Currently she investigates the regulation of immune cells and the expression of immune checkpoints, for example by using CRISPR/Cas9 technology and flow cytometry.
Nathalie accomplished her studies in biochemistry at the Heinrich-Heine University of Düsseldorf, Germany, in 2014. For her master thesis she went to the laboratory of Prof. Ruth J. Muschel at the University of Oxford, UK. There she studied the role of myeloid cells in liver metastasis especially by using immunohistochemistry and lentiviral transfections.
While she is very passionate about basic cancer research, equally important to her is science communication and health education.
Learn about Nathalie’s research
Title: The role of immune cells and immune checkpoints in multiple myeloma
- Identify tumour immune microenvironment
- Examine immunotherapeutic strategies for hematologic malignancies
- Discuss flow cytometry to investigate immune cell regulation in multiple myeloma
Multiple myeloma is a disease of terminally differentiated plasma cells with the massive production of monoclonal immunoglobulins in the bone marrow.
Today there are many treatment modalities ongoing targeting the myeloma microenvironment, but especially immunotherapy seems to be a promising approach.

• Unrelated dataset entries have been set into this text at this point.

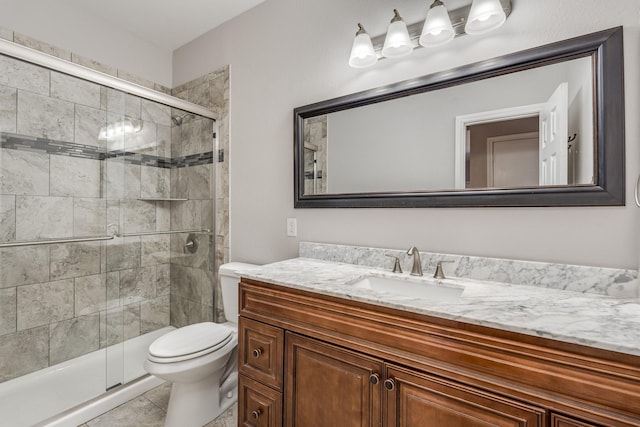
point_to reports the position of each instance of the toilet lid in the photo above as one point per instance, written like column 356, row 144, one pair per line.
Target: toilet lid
column 191, row 341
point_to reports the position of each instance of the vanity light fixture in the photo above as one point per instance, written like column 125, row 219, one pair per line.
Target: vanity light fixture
column 484, row 16
column 439, row 27
column 362, row 53
column 397, row 43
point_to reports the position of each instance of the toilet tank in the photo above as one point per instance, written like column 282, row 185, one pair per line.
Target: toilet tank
column 229, row 280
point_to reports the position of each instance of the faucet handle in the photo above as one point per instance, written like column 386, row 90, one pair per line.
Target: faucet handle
column 396, row 265
column 439, row 274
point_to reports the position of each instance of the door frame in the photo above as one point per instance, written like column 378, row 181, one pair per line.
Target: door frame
column 520, row 112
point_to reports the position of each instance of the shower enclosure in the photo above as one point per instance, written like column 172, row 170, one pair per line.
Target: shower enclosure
column 106, row 218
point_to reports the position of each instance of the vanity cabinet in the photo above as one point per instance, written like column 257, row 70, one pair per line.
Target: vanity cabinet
column 338, row 362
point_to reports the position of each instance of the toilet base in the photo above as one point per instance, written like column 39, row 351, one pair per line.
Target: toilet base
column 197, row 404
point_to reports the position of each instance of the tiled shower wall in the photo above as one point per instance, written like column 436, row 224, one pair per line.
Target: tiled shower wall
column 315, row 141
column 212, row 91
column 59, row 180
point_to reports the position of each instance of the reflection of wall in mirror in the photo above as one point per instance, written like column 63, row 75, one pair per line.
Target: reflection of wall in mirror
column 408, row 144
column 581, row 153
column 315, row 155
column 480, row 134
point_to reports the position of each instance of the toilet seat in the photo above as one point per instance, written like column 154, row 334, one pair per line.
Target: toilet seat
column 189, row 342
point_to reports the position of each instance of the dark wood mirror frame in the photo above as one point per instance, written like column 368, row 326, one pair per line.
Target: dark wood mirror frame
column 606, row 47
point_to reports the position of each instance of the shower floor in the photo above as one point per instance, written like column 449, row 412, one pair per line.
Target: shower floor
column 149, row 410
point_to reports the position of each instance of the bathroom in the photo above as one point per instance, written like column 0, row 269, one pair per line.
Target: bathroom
column 300, row 57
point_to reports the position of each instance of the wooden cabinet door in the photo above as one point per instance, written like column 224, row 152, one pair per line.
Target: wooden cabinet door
column 327, row 386
column 419, row 400
column 558, row 420
column 260, row 352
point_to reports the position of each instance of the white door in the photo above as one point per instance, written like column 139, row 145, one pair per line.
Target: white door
column 554, row 124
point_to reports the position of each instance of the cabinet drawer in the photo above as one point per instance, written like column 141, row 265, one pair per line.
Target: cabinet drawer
column 258, row 405
column 261, row 352
column 558, row 420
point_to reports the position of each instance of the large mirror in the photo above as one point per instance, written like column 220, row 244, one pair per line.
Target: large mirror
column 542, row 127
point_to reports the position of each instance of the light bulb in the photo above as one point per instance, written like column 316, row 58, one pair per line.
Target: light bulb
column 362, row 53
column 484, row 16
column 437, row 29
column 397, row 43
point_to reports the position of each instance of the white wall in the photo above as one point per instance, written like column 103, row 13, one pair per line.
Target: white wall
column 288, row 53
column 88, row 36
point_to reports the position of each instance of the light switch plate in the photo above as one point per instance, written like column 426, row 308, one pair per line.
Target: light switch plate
column 292, row 227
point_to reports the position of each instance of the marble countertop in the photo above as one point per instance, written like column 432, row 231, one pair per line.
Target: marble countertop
column 587, row 319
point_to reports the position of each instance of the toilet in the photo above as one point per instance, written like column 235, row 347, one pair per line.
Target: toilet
column 201, row 360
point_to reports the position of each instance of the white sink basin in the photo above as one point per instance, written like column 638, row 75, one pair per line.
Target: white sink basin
column 410, row 288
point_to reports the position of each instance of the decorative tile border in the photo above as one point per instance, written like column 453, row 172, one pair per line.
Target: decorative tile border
column 60, row 148
column 620, row 283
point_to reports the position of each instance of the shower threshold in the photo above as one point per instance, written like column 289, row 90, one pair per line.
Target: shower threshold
column 73, row 392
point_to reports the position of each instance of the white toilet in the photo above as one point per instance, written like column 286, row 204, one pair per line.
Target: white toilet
column 201, row 360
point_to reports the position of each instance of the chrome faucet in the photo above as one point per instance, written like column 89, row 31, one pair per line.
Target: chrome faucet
column 416, row 270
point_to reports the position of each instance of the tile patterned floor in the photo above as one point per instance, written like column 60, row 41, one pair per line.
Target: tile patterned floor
column 149, row 409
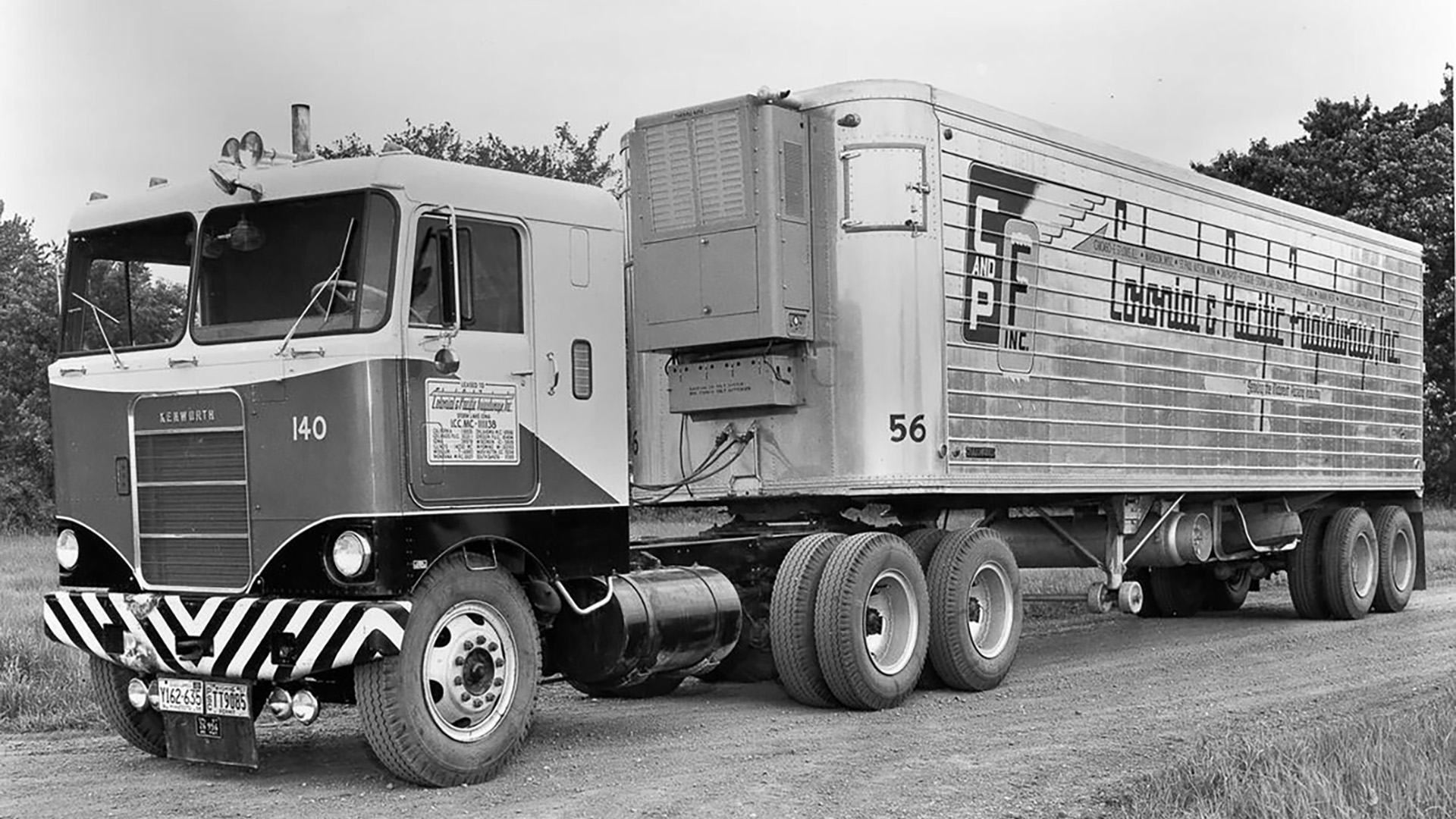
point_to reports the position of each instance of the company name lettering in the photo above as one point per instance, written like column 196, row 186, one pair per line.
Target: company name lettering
column 191, row 416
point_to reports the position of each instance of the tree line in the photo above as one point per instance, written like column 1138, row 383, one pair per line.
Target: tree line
column 1385, row 169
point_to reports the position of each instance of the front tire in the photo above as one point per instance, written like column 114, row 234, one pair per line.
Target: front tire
column 457, row 701
column 870, row 621
column 1351, row 563
column 142, row 729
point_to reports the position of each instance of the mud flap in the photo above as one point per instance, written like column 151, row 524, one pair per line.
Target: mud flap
column 204, row 738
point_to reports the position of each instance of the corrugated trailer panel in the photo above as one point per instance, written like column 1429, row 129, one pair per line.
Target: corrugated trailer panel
column 1107, row 324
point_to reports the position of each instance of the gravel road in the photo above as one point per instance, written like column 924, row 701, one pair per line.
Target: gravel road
column 1092, row 700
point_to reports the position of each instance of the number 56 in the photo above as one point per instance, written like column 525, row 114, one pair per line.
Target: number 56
column 899, row 431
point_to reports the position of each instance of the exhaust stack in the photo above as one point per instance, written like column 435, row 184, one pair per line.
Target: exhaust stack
column 302, row 133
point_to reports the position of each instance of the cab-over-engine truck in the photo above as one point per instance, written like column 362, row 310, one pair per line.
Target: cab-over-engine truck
column 912, row 343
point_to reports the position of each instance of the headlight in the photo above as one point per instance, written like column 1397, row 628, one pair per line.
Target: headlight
column 67, row 550
column 351, row 554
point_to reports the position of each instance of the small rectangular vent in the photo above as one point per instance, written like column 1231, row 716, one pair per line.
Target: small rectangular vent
column 794, row 180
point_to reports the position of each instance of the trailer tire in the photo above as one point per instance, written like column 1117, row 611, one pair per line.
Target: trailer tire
column 1178, row 591
column 1142, row 577
column 870, row 621
column 924, row 544
column 1397, row 544
column 648, row 689
column 1228, row 595
column 1351, row 563
column 410, row 704
column 1307, row 582
column 142, row 729
column 791, row 620
column 973, row 646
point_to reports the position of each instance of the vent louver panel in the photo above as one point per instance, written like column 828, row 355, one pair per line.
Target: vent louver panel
column 191, row 493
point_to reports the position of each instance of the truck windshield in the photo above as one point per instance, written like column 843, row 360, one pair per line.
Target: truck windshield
column 262, row 265
column 126, row 286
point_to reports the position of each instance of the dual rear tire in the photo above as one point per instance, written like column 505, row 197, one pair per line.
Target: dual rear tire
column 861, row 620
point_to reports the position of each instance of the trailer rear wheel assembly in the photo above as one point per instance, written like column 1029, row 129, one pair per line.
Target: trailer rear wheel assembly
column 1307, row 582
column 924, row 544
column 976, row 610
column 140, row 727
column 1395, row 538
column 457, row 701
column 1351, row 563
column 1228, row 595
column 870, row 621
column 791, row 620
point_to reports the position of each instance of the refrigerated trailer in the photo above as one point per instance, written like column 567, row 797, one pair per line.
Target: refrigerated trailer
column 912, row 344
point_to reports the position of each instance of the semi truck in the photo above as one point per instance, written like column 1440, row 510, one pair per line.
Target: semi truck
column 388, row 449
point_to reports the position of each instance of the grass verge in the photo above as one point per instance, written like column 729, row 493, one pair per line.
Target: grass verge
column 1400, row 765
column 42, row 684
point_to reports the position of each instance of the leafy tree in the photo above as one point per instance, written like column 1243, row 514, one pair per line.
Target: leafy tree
column 568, row 158
column 27, row 346
column 1391, row 171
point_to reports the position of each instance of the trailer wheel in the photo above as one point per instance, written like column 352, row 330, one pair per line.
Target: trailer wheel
column 457, row 701
column 870, row 623
column 1397, row 550
column 1228, row 595
column 648, row 689
column 1142, row 577
column 924, row 544
column 142, row 729
column 791, row 620
column 1178, row 591
column 1351, row 563
column 1307, row 580
column 976, row 610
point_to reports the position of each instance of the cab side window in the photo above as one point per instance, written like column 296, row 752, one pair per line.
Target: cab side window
column 491, row 261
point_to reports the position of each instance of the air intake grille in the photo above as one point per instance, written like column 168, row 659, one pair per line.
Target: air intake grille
column 191, row 496
column 704, row 155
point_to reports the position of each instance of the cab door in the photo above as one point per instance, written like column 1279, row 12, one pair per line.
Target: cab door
column 471, row 428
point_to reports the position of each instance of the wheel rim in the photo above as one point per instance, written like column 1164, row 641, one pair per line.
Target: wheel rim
column 469, row 670
column 892, row 623
column 1402, row 561
column 1362, row 566
column 989, row 611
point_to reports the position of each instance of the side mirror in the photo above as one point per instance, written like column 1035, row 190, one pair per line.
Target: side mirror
column 446, row 362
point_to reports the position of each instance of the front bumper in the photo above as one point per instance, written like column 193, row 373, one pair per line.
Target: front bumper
column 262, row 639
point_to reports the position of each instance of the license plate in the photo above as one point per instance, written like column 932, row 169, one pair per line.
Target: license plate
column 201, row 697
column 209, row 727
column 180, row 695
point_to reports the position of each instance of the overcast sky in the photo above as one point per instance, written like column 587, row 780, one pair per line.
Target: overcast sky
column 99, row 96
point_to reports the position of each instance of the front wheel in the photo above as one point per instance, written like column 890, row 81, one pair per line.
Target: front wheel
column 457, row 701
column 142, row 729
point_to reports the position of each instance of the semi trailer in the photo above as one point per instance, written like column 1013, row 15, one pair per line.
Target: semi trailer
column 912, row 344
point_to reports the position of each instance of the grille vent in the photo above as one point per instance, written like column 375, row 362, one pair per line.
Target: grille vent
column 191, row 500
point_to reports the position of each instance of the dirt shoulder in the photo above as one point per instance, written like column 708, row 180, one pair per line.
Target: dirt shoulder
column 1091, row 701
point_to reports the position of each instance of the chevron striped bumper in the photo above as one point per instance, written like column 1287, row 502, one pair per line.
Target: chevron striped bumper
column 264, row 639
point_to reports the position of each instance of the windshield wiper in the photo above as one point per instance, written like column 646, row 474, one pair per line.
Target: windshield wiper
column 98, row 314
column 325, row 284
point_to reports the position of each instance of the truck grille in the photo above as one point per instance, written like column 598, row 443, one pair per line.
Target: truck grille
column 191, row 496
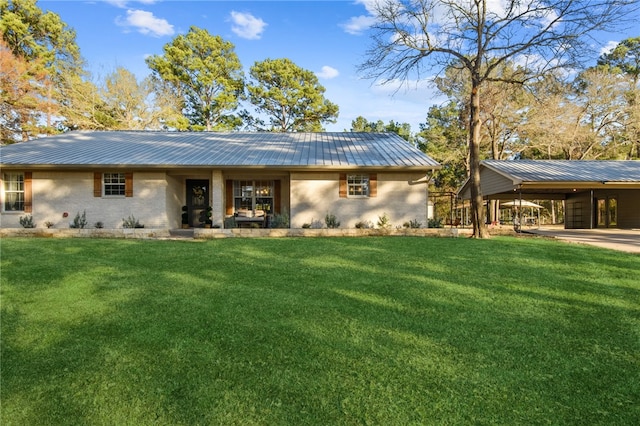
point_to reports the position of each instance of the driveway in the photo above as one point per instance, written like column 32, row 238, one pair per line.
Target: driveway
column 616, row 239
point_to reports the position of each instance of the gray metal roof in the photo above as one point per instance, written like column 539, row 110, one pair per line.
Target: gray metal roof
column 224, row 150
column 567, row 171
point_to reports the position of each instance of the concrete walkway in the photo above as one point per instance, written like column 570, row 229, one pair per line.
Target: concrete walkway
column 627, row 240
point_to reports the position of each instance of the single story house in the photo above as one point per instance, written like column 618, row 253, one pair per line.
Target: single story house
column 112, row 175
column 597, row 193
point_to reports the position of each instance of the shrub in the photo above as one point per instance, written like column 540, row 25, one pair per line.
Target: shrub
column 279, row 221
column 384, row 222
column 27, row 221
column 364, row 224
column 435, row 223
column 80, row 221
column 413, row 224
column 331, row 221
column 131, row 222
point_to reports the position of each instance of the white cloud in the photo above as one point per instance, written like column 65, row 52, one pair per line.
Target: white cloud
column 607, row 48
column 328, row 72
column 247, row 26
column 146, row 23
column 123, row 3
column 358, row 24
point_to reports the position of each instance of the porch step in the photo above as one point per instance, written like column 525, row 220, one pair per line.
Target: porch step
column 181, row 233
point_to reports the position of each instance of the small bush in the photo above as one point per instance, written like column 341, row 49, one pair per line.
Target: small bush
column 364, row 224
column 279, row 221
column 80, row 221
column 131, row 222
column 230, row 222
column 435, row 223
column 384, row 222
column 331, row 221
column 413, row 224
column 27, row 221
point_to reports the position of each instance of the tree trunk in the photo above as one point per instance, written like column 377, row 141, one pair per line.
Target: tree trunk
column 477, row 205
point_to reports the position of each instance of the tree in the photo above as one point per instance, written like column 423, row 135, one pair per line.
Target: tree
column 624, row 60
column 43, row 40
column 290, row 96
column 205, row 71
column 444, row 137
column 361, row 124
column 22, row 85
column 413, row 36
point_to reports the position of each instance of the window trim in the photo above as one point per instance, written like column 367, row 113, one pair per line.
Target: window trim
column 99, row 185
column 343, row 187
column 27, row 195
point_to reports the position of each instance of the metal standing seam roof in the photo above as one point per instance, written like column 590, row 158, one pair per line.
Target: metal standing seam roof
column 567, row 170
column 208, row 149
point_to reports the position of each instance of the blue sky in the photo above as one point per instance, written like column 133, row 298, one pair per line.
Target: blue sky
column 327, row 37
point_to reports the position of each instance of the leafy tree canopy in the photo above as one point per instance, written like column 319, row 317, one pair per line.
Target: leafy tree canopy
column 290, row 96
column 205, row 71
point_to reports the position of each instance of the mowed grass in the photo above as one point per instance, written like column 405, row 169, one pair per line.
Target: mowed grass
column 336, row 331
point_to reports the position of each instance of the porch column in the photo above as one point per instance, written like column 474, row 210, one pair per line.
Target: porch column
column 217, row 197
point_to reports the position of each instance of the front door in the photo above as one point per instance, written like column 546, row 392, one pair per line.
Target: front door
column 607, row 212
column 197, row 202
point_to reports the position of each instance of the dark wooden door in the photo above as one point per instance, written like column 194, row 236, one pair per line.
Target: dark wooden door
column 197, row 201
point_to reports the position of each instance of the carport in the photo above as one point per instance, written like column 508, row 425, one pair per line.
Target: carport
column 596, row 194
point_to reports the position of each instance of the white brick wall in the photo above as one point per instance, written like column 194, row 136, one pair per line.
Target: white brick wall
column 313, row 195
column 158, row 198
column 57, row 193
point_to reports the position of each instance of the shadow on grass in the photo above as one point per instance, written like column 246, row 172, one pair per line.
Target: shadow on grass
column 323, row 331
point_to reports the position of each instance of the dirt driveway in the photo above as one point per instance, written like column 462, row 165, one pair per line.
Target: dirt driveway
column 627, row 240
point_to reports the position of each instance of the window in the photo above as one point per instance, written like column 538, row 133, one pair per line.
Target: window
column 358, row 185
column 14, row 190
column 253, row 195
column 114, row 184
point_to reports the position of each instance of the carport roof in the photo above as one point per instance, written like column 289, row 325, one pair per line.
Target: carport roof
column 601, row 171
column 535, row 177
column 344, row 150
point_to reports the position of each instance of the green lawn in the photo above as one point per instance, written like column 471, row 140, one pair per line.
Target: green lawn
column 335, row 331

Immune checkpoints are critical components in the regulation of immune cell responses. If immune cells are activated due to the contact to an antigen, they also need to be controlled to prevent an overactive immune response. These control checkpoints are often over-expressed in cancer cells and therefore protect them from the tumour-specific immune response enabling tumour immune escape.
We investigate the role of the PD-1/PD-L1 immune checkpoint during myeloma disease progression and determine combinatorial approaches of immunotherapeutic drugs to increase myeloma cell killing efficiency.
Watch the webinar
Get to know Nathalie
Why did you choose cancer research?
It feels like vocation- fascination of its complexity and realization of its meaning in the first lecture
What motivates you to succeed in your field?
Creating knowledge, help to understand diseases and to win the challenge against the cancer cells
Is outreach/STEM important to you? Why?
Extremely important! I think science communication is quite important not only for younger talented people who might be interested in science or to support women in STEM (and really change circumstances to the better!), it´s about the education.
What are your top 3 favorite things to do outside of the lab?
Dancing, skiing, trying out new sports during travelling
Describe yourself with 3 words:
passionate, optimistic, responsible
If you could choose any other career what would it be? Why?
No other career
What role have the mentors you’ve had in your passion for basic research?
A lot! When I chose my first oncology lecture during Masters I had a great time with my professor and he motivated ma a lot. Also during my master thesis I was very lucky with my professor who is such an inspiring woman. As I also made contrasting experience- I appreciate the responsibility, freedom and trust my current PI gives to me a lot.
On your days off, what do you do?
Sports, cooking, meeting my friends and family, brooding over scientific contexts
Why did you become a scientist?
Actually I wanted to become an astrophysicist, I was always fascinated and curious about how the world really works- either in the very big or in the very small scale.